KALAMA, Wash. (AP) — Two police officers fatally shot the suspect in the killing of a Washington state sheriff's deputy after the man was seen running out of the woods with a firearm, ending a nearly daylong search, authorities said.
It wasn't immediately known whether the suspect, who hasn't been identified, fired at the officers, Cowlitz County Sheriff Brad Thurman said late Sunday.
The man is suspected of shooting and killing 29-year-old Cowlitz County Deputy Justin DeRosier Saturday night.
DeRoisier was killed while examining a motorhome that was blocking a road in the southwest Washington town of Kalama. He had reported over police radio that someone was shooting at him.
The Clark County Major Crimes Unit and several other agencies are investigating the case, Clark County Sheriff's Office Commander John Horch said. That includes evidence from a search warrant authorities served at a nearby residence after the shooting.
The Daily News reported that the shooting was the first in-line-of-duty death in the agency's history, which stretches back to the middle of the 19th century.
DeRosier leaves a wife and a five-month old daughter.
He was a 2008 Kelso High School graduate and a deputy for the Cowlitz County Sheriff's Office since 2016. He also was a criminal justice graduate of Washington State University.
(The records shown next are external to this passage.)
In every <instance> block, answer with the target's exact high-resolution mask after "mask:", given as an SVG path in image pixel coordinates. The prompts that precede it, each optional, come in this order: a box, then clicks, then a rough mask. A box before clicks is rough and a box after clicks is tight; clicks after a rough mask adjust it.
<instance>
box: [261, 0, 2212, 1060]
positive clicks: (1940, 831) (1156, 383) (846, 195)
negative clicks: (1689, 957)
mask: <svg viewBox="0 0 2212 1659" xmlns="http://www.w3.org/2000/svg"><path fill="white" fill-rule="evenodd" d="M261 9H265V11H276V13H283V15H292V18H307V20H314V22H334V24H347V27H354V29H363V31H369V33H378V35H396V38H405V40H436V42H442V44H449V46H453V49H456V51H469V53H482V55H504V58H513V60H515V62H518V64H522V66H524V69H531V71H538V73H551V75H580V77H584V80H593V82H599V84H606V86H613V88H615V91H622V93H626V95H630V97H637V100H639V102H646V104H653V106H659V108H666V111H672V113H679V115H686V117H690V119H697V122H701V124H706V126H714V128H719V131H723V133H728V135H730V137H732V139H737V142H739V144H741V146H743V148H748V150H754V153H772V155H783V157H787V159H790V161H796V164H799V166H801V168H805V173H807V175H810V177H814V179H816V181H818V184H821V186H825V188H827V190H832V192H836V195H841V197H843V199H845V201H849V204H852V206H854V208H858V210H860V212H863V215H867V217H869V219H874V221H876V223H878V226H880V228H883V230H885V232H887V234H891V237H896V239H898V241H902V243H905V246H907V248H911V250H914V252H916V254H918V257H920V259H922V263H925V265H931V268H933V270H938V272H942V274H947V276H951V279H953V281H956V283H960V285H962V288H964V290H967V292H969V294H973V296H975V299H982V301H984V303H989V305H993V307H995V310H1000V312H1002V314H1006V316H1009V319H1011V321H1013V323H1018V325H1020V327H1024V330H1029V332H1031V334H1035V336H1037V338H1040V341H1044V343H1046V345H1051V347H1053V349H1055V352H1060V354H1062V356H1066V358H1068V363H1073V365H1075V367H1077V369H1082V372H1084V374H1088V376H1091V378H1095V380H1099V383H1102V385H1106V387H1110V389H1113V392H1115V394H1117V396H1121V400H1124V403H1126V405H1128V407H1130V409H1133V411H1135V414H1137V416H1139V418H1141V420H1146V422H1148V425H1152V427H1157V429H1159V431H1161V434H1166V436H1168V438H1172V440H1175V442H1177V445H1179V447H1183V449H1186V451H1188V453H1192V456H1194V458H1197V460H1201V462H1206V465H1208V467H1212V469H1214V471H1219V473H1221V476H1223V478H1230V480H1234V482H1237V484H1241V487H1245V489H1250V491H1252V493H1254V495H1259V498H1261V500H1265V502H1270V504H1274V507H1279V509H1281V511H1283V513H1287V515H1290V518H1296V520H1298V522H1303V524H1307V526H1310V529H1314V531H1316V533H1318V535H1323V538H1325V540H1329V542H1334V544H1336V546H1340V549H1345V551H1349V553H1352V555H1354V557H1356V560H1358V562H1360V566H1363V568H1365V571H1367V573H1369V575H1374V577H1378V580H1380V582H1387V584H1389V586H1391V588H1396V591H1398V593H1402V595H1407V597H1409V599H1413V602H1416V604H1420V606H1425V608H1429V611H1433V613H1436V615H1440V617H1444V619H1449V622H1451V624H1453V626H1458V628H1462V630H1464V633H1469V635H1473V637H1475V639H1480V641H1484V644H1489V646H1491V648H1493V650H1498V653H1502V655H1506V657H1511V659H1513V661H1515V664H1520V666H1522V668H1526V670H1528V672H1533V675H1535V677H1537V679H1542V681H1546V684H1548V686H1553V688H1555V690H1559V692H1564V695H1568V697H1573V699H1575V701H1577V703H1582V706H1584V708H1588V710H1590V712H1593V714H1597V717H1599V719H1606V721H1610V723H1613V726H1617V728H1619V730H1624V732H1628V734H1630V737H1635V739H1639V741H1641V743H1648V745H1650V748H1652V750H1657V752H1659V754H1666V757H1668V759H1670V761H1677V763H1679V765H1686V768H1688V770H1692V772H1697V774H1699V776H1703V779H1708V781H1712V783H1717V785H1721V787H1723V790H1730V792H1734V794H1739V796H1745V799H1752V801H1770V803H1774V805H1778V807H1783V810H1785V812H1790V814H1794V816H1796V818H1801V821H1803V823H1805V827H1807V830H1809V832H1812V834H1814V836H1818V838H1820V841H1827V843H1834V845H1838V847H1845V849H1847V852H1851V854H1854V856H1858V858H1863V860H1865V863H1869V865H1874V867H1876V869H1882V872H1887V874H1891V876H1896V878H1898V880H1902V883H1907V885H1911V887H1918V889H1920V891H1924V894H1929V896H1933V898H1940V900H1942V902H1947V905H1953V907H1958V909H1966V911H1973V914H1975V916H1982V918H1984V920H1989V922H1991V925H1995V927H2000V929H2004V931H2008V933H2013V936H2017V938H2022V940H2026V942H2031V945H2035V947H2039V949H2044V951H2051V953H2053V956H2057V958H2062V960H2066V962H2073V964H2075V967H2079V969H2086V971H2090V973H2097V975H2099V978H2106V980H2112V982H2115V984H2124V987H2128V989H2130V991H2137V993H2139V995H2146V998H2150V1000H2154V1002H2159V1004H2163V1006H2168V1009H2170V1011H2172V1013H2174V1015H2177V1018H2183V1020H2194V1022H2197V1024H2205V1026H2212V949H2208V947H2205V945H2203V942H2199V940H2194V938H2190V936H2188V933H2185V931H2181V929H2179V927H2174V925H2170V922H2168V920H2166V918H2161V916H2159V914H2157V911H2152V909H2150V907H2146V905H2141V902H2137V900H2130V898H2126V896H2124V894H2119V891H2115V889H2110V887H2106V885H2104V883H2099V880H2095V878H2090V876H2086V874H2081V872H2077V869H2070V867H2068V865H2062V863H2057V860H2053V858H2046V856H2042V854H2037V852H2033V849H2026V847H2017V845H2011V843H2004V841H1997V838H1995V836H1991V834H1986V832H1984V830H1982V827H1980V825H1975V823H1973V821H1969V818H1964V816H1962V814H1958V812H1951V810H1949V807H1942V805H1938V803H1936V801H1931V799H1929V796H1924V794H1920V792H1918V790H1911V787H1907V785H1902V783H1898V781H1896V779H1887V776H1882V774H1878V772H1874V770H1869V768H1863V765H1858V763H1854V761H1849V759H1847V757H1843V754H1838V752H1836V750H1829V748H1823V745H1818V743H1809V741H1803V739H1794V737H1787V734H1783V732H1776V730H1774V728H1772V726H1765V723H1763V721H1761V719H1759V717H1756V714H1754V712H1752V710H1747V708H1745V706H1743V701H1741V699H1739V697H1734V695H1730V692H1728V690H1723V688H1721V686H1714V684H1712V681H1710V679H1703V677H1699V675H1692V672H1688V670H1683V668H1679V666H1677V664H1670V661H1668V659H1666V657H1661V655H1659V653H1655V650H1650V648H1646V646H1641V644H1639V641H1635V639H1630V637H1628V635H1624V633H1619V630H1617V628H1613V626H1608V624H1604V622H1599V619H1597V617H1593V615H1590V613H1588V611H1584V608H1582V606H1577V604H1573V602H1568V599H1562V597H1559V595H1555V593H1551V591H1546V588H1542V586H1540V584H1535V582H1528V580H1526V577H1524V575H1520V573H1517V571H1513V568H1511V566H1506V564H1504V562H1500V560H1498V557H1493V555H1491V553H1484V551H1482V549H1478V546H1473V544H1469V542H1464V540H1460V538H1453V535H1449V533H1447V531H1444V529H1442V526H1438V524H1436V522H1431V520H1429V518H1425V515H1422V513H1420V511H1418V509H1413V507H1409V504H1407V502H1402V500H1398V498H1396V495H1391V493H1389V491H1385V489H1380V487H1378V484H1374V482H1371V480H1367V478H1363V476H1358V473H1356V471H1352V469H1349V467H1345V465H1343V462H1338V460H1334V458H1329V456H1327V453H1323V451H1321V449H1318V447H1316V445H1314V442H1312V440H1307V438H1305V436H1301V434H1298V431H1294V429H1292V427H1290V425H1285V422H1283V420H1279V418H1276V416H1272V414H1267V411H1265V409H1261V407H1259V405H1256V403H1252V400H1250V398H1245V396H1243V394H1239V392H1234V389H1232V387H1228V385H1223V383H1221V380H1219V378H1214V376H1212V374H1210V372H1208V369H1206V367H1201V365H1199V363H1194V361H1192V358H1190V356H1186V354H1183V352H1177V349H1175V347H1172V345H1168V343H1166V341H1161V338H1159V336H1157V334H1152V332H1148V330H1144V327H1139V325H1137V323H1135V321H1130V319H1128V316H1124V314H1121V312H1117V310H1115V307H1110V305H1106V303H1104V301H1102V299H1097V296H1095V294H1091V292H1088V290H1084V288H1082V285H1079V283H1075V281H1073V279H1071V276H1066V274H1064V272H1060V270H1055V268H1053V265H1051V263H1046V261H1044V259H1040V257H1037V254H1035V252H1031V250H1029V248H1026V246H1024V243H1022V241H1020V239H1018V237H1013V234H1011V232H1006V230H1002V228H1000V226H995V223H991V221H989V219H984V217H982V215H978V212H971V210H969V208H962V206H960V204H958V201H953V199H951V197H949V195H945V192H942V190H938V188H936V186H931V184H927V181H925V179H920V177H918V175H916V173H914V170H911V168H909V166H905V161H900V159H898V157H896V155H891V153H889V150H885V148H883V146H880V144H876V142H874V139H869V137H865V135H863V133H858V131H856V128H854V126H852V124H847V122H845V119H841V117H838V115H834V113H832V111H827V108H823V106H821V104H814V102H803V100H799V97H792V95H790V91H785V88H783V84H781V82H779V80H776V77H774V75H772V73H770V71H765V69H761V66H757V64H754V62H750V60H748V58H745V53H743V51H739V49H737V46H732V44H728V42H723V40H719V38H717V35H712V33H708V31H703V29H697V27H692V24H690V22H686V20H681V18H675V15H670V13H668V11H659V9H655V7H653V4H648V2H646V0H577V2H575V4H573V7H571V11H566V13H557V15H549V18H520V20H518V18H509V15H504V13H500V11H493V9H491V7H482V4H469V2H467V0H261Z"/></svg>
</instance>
And his grandmother, Darlene DeRosier, was a long-time Cowlitz County auditor..
Cowlitz County Undersheriff Darren Ullmann said the fallen deputy's daughter is "always going to know what an incredible man her father was."
"Most of us have known him most of his life. There were few cops who want to be a cop more than Justin did. He loved his job. He was incredibly good at it. And as you can imagine, as I'm obviously showing, this is very personal for our agency," he said.
About 200 to 300 people, many of them connected to law enforcement, gathered at Martin Dock at Lake Sacajawea on Sunday evening to honor DeRosier. They sang "Amazing Grace" and remembered the deputy.